4. The environment the tool was developed on and is tested on
Software needs to work in the real world. Knowing what environment the tool is written on and tested on is a big clue to where the tool will be most comfortable. Large projects like Mozilla have teams of people testing the code on multiple platforms. For those types of projects this information isn’t critical. For smaller-scale projects with just a few contributors readers need to know what the code is being written on and tested with.
Designing a tool to be database independent is not the same as having automated tests that run every build of the code against each database for a thorough check. If the code is developed primarily on MySQL you can only rely on the code working on MySQL.
To ensure that the code works in the most reliable manner possible it is extremely important to know what platform was used to develop and test the open source software. Give your users the best chance to get the most out of your tool by giving them this vital information.
If a picture is worth a thousand words why don’t we use more of them? Only one of the 20 Web sites I looked at made any use of graphics to explain the structure, architecture, or usage of the development tool.
Even the most basic graphics are extremely compelling. The front page of UML2EJB contains a single graphic that describes the complete workflow cycle between the incoming UML and the EJB beans that are at the end of the cycle.

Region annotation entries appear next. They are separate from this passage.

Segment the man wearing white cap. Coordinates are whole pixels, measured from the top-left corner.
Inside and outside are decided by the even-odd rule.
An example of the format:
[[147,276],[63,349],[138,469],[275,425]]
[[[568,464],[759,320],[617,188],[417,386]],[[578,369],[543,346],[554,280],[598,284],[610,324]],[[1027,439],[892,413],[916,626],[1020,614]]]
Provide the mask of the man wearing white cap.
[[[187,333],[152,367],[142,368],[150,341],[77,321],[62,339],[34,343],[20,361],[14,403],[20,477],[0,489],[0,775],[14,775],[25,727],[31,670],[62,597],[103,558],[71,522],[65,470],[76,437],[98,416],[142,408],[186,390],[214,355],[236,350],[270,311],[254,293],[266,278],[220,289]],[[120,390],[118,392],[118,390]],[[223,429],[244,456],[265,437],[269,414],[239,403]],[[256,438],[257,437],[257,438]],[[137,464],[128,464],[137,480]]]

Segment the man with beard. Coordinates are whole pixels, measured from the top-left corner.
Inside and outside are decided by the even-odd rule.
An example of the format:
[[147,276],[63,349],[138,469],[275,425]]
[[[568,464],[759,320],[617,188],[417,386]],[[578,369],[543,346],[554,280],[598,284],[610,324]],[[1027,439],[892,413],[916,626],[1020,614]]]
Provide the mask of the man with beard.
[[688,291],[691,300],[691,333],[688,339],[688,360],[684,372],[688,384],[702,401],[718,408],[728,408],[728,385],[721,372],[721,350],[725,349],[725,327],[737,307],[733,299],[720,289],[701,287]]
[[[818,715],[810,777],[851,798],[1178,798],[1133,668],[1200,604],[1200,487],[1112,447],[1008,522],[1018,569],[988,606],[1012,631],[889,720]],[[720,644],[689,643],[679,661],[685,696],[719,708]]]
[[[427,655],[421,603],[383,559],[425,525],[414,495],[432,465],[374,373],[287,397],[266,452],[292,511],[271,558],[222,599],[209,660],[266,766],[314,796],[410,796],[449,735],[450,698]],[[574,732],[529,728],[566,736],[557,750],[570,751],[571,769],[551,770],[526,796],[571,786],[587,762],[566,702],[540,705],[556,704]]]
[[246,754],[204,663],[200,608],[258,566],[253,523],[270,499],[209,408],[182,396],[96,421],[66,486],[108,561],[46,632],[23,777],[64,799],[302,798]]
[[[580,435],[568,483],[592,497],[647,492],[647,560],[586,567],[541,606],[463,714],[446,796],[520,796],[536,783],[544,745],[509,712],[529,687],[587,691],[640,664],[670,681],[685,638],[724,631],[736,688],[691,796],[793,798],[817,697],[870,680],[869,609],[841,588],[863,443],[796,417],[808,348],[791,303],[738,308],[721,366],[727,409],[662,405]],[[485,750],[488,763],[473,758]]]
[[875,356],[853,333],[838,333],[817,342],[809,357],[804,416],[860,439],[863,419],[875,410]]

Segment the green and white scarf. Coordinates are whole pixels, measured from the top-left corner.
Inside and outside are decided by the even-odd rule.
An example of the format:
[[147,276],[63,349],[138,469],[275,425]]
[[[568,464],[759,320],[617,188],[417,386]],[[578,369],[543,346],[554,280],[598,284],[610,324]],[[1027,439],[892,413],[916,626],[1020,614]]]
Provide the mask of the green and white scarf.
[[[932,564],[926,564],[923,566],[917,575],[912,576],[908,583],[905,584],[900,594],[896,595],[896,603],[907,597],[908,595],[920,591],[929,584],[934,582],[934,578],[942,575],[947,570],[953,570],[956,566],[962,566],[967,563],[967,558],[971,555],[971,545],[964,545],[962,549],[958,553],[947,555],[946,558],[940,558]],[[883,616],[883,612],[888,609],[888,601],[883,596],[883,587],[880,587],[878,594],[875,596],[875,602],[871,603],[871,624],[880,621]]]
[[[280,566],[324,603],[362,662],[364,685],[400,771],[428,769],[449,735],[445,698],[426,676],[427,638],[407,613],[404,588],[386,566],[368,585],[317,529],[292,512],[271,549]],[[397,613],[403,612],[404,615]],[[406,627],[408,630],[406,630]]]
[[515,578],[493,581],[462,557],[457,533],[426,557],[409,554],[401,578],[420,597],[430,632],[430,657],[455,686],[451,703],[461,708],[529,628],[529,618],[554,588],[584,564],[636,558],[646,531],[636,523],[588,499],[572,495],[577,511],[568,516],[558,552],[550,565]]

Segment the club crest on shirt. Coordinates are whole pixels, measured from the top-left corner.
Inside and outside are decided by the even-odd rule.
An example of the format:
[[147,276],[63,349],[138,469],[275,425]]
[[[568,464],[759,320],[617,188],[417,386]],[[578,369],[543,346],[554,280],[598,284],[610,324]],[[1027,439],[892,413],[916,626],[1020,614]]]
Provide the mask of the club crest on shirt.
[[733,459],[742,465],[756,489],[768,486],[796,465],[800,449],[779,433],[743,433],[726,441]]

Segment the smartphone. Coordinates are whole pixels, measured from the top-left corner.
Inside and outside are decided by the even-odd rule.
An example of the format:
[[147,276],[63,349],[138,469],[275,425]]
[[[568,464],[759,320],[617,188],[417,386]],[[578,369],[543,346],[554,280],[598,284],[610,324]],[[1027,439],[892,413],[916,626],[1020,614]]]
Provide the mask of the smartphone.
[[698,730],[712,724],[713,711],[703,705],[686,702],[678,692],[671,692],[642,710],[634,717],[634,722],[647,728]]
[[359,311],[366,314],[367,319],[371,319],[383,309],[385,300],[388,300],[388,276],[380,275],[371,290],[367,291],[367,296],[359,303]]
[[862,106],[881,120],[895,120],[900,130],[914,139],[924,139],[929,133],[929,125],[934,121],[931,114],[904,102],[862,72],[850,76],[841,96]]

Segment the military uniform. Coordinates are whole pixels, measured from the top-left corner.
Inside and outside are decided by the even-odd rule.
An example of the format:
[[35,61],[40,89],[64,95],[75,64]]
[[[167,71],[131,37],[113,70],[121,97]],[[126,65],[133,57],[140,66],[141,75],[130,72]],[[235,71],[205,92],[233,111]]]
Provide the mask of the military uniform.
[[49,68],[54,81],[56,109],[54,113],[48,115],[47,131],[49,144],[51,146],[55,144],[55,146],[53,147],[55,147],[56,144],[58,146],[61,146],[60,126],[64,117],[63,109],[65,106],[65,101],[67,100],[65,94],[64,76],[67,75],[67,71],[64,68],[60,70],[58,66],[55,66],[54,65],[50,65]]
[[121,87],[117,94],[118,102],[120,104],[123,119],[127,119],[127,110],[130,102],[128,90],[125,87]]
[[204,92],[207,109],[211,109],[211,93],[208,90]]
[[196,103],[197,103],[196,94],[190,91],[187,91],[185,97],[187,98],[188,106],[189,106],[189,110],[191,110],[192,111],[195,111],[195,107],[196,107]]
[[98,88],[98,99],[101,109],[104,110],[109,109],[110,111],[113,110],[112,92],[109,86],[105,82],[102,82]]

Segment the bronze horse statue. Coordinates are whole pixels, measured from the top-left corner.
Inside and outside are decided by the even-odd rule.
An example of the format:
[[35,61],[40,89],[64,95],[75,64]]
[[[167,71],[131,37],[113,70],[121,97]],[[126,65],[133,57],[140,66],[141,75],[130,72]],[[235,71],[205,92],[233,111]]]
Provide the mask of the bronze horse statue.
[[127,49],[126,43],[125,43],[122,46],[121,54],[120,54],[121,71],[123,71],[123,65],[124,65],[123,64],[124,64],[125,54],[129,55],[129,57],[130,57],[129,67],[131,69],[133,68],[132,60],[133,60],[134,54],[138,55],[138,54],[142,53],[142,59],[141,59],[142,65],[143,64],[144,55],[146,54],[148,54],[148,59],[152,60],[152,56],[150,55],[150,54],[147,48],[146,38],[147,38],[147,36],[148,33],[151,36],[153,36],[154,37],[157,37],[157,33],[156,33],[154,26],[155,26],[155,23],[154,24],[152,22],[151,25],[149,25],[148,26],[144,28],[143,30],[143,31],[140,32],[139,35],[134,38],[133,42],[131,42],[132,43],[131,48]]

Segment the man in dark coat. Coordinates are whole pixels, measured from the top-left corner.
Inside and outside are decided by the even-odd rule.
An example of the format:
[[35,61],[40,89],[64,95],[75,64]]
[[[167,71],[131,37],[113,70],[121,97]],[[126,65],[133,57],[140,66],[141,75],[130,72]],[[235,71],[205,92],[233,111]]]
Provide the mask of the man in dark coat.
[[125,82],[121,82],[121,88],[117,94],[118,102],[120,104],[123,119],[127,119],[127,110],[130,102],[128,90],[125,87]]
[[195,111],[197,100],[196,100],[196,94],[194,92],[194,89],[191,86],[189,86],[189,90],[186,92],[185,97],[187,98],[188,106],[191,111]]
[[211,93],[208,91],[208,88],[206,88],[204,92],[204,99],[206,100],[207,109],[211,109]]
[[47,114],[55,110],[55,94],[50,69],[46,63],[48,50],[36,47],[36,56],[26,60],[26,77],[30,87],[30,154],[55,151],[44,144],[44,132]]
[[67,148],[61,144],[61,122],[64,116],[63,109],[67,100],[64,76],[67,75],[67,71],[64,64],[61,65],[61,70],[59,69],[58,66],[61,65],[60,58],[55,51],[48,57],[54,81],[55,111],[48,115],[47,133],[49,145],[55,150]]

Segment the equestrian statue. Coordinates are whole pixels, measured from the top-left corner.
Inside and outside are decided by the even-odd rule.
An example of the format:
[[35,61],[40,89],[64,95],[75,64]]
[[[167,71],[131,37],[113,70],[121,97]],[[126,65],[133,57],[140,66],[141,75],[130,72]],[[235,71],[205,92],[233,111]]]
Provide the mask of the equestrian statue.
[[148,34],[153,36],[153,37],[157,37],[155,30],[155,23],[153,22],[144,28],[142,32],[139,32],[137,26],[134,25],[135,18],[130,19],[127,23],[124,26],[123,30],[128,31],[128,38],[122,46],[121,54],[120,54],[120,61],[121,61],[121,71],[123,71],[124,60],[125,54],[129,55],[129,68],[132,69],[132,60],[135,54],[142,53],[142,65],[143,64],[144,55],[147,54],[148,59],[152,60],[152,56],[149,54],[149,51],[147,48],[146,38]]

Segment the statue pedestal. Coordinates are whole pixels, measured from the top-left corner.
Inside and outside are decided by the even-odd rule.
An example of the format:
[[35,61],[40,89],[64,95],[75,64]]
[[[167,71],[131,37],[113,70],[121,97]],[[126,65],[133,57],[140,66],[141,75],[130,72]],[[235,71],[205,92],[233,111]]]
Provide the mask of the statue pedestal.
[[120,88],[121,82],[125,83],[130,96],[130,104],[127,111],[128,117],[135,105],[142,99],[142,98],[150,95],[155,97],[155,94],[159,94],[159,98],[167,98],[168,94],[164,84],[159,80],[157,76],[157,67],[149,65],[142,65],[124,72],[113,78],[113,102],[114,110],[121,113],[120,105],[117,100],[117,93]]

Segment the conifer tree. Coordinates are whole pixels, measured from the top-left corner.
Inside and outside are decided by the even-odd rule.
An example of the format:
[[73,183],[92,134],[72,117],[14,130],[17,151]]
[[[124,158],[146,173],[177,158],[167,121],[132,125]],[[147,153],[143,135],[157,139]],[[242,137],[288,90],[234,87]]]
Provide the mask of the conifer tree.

This is a simple graphic, but it speaks volumes. An engineer can quickly see that if they have XML and they want HTML that XSLT can provide a solution.
Documenting these basics is not only valuable for potential users of the tool, it’s also valuable for the implementing engineers. Software engineering is not a discipline that favors ambiguity. Stating clearly what a tool does and does not do provides a method for judging what new features should be included and what should be left out. If it’s difficult to nail down what a tool should does it is a potential sign of weakness in the requirements, architecture, or design of the tool.
Open source software is arguably more stable and reliable than its closed source equivalent. We need to build on that technical success by fixing open source software issues with documentation. Writing reasonable and useful documentation is not difficult. It entails stepping into the shoes of your reader, introducing them to the basics of the software, addressing their concerns and doing a little self-promotion. For good examples all we need to do is look at the documentation for successful commercial software.
Technical excellence is not everything. The technically superior tool can be outpaced in its adoption by an inferior tool with better support and documentation. To ensure the long-term success of open source we need to spend a considerable amount of our development time on both in-depth and introductory documentation.